Where's Bana? Syria's Twitter girl falls silent

7-year-old Bana Alabed had tweeted about persistent attacks on eastern Aleppo by Assad regime and ally Russia

Where's Bana? Syria's Twitter girl falls silent

World Bulletin / News Desk

A seven-year old Syrian girl who drew world attention with her Twitter posts about her life under bombardment in the war-battered city of Aleppo has disappeared from social media. 

Bana Alabed used to post messages on her Twitter account -- along with her mother -- about frequent aerial attacks by Syrian regime forces and Russian warplanes on opposition-held parts Aleppo. 

Alabed, who lives in eastern Aleppo’s opposition-held Al-Qatirgi district, posted her last tweet on Saturday before her account abruptly disappeared. 

"We are sure the army is capturing us now. We will see each other another day, dear world. Bye," the tweet read. 

Bana, who had boasted some 200,000 Twitter followers, saw her home bombed on Nov. 27, but she and her mother reportedly survived the attack. 

"Tonight we have no house, it's bombed and I got in rubble. I saw deaths and I almost died," the seven-year -old tweeted at the time. 

The girl had also asked her followers to pray for her and her mother amid persistent attacks by the regime and its allies. 

"Under heavy bombardment now. In between death and life now, please keep praying for us," she appealed. 

Bana’s Twitter account remained active until Saturday, when it abruptly vanished. 

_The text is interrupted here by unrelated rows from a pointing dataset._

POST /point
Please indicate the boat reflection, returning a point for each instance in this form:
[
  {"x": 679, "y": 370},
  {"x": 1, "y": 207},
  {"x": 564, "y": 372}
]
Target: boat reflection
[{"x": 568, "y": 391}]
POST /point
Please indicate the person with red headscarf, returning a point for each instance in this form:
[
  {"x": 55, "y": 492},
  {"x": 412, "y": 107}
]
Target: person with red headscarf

It remains unclear whether the account was closed by Twitter or deleted by Bana and/or her mother. 

Since mid-November, regime forces and Russian warplanes have stepped up their attacks on eastern Aleppo’s opposition-held neighborhoods. 

Since then, hundreds of civilians have been killed and thousands more injured, according to figures released by local civil defense officials. 

The fierce bombardments have been accompanied by attempts by the Russia-backed Assad regime to wrest control of eastern parts of the city four years after they were captured by armed opposition groups. 

Syria has been locked in a devastating civil war since early 2011, when the regime cracked down on pro-democracy protests -- which erupted as part of the "Arab Spring" uprisings -- with unexpected ferocity. 

Since then, hundreds of thousands of people are believed to have been killed and millions more displaced by the conflict.